Process manager abilities

Within the kernel and process manager, control over a process's ability to perform many actions is governed not by the user ID (UID) of the process, but by a set of approximately 70 permissions called process manager (procmgr) abilities.

Go to Abilities for a list of abilities.

Root and non-root abilities

In traditional UNIX-like operating systems, a process that runs with a user ID of zero (UID 0; the root user or superuser) has extensive system-wide permissions that users that run as any other user ID don't.

The QNX Neutrino RTOS implements this feature by giving each process two separate sets of process manager abilities:
  • root set — checked whenever a process attempts an operation and its effective UID is 0. By default, this set contains all abilities.
  • non-root set — checked whenever a process attempts an operation and its effective UID is non-zero. By default, it contains a non-privileged subset of abilities.

Both sets of abilities can be configured to allow a non-root process to become more privileged than normal and a root process to become less privileged.

Custom abilities

Because a process's abilities may also be tested by a server process that receives a message from it, abilities can control things outside the domain of the kernel and process manager. To make this capability more useful, the set of 70 or so static abilities may be augmented by additional custom abilities, allowing processes to use abilities to control access to whatever they see fit.

Configuring abilities

Use of abilities allows the privileges assigned to a process to be tailored to its needs rather than being all or nothing. QNX recommends that you configure abilities using security policies. For a full discussion of the advantages of this feature, go to the Security Policies chapter.

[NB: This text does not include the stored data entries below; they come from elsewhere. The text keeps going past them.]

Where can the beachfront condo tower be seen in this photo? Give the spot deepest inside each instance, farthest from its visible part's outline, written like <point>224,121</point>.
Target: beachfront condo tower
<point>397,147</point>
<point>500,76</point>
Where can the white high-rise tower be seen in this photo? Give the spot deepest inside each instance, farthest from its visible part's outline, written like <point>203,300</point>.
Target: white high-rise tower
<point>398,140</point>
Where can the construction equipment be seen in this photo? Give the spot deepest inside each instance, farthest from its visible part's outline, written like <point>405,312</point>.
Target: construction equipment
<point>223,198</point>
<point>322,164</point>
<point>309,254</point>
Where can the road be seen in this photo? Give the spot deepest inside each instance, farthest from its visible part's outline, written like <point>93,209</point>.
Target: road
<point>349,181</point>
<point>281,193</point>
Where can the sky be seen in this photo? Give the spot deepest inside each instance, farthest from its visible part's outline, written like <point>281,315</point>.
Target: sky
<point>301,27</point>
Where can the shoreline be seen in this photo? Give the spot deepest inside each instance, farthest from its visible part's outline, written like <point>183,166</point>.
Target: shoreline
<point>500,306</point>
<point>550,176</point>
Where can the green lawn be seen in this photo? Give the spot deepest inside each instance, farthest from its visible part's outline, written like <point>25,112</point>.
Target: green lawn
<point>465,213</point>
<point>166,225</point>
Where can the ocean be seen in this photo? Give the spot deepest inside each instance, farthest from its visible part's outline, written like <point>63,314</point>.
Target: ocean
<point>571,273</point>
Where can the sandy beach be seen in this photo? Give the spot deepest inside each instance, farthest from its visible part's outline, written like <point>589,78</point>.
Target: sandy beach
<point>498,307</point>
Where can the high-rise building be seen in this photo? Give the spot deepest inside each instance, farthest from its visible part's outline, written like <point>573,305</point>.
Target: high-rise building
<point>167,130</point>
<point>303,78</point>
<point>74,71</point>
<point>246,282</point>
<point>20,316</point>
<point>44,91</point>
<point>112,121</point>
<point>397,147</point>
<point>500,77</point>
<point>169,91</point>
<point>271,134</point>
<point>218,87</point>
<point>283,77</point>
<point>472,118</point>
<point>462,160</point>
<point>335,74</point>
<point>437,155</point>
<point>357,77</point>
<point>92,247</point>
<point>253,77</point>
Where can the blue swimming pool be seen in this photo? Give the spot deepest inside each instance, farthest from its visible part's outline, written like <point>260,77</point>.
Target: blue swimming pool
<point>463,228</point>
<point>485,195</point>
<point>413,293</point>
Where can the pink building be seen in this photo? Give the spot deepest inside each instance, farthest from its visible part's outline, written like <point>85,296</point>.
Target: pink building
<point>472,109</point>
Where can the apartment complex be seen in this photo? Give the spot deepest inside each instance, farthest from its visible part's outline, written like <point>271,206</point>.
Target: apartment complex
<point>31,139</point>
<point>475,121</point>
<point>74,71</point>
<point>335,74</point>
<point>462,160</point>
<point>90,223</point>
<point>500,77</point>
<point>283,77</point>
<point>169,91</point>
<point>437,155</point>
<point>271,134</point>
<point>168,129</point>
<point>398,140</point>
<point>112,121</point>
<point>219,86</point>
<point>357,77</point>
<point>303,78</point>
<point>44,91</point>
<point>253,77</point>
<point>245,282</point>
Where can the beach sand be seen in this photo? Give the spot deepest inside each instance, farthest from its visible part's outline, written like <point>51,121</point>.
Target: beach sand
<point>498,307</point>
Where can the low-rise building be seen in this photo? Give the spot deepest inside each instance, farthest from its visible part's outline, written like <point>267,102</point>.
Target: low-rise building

The pre-security-policies way to configure abilities is to start up a process as root with the full set of abilities. After completing initialization, the process reconfigures its non-root set of abilities, granting privileged abilities it will require and dropping others. It then calls setuid() to switch permanently to non-root and continues with just what it needs for its operation. For more information, go to the procmgr_ability() entry in the C Library Reference.

The pidin utility allows you to display abilities information about a process. See the pidin entry in the Utilities Reference.